Exclusion from Healthcare
People who are excluded include undocumented migrants, street children, sex workers, prisoners, drug addicts or the mentally ill. Sometimes, entire communities are systematically neglected by relevant authorities. These might be people who live in slums or communities hit by criminal violence and gang warfare. Our teams provide medical, psychological and social support to people cut off from health services. Our work also involves drawing attention to the obstacles patients face in accessing healthcare.
Healthcare Needs
Many societies across the world do not generate the wealth required to be able to look after the health of people on a more or less fair basis. Others have the resources but the political and social will to do so is lacking.
In certain countries, those incarcerated in prison often have little or no access to healthcare. With a lack of water in unhygienic cells, conditions such as malnutrition, dehydration, and skin and respiratory infections are rampant. When cells become overcrowded in countries that are susceptible to tuberculosis, they can become breeding grounds for the disease.
Since 2010, MSF has been working in three prisons in the Cambodian capital of Phnom Penh, where 25 per cent of the country’s prisoners are held. Our teams provide care and treatment for HIV and TB, and have introduced measures to improve infection control, such as a quarantine area in one of the prisons.
For our patients to avoid developing drug resistance to the disease, our staff provides follow-up treatment once prisoners are transferred or released. We make sure they have access to the drugs they need, as well as to medical services.
In some countries, people are excluded from healthcare because they are forced to live outside of normal societal bounds. In Honduras’s capital, Tegucigalpa, the homicide rate is the highest in the world. This frightening statistic is largely due to drug trafficking, where gangs extort businesses, terrorize local people and engage in vicious turf wars. People are often too scared to receive healthcare.
Many migrants in Honduras make a living as commercial sex workers or drug dealers and the lack of healthcare, combined with the rapidly growing commercial sex trade, has led to a huge increase in sexually transmitted infections (STIs).
On the street, MSF doctors diagnose the people they meet and provide first aid. Psychologists provide counselling and stand ready to listen to what the people have to say. Others with more serious or chronic health problems and addictions are referred to our healthcare facilities, where MSF doctors and psychologists provide additional medical care for physical, sexual and psychological violence and support patients throughout their treatment.

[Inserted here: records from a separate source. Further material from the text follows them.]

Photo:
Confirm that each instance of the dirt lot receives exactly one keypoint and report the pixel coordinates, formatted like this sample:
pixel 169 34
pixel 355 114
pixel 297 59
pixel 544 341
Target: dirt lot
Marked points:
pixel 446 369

In many countries, certain medical conditions – especially mental and psychological disorders – are handled primarily by silence. Taboo can be as big a health problem as any.
Some 450 million people worldwide suffer from mental health disorders, according to the World Health Organization (WHO), yet an enormous gap exists between those who need healthcare and those who receive it.
Some medical conditions, such as obstetric fistulas, can be a result of, and also lead to, people being excluded from society. Fistulas – a hole between the vagina and rectum through which urine and stool leak continuously – are almost always caused by obstructed labor. They occur mainly in remote areas in Africa, where few hospitals exist or midwives and access to obstetric care is scarce.
In most cases, women with fistulas develop psychological conditions. Because of the physical symptoms, they will often be excluded from their community and abandoned by their husbands who will take another “healthy” wife.
In 2009, MSF built a ‘Women’s Village’ adjacent to the general hospital in Abéché, Chad, where women with fistula can go to recuperate and receive psychological support, helping them to reintegrate into their communities.
Violence in Guerrero, Mexico
Since 2016, MSF has run mobile clinics in Guerrero, Mexico - one of Mexico's most violent states. Violence is something that affects different communities in the state of Guerrero, mainly due to fighting between different organised crime groups over the cultivation of poppies and avocados. This violence causes communities in the affected villages to live in confinement and leaves people without access to healthcare or education. Our teams attempt to fill these gaps through mobile clinics offering health services, including preventive measures against COVID-19.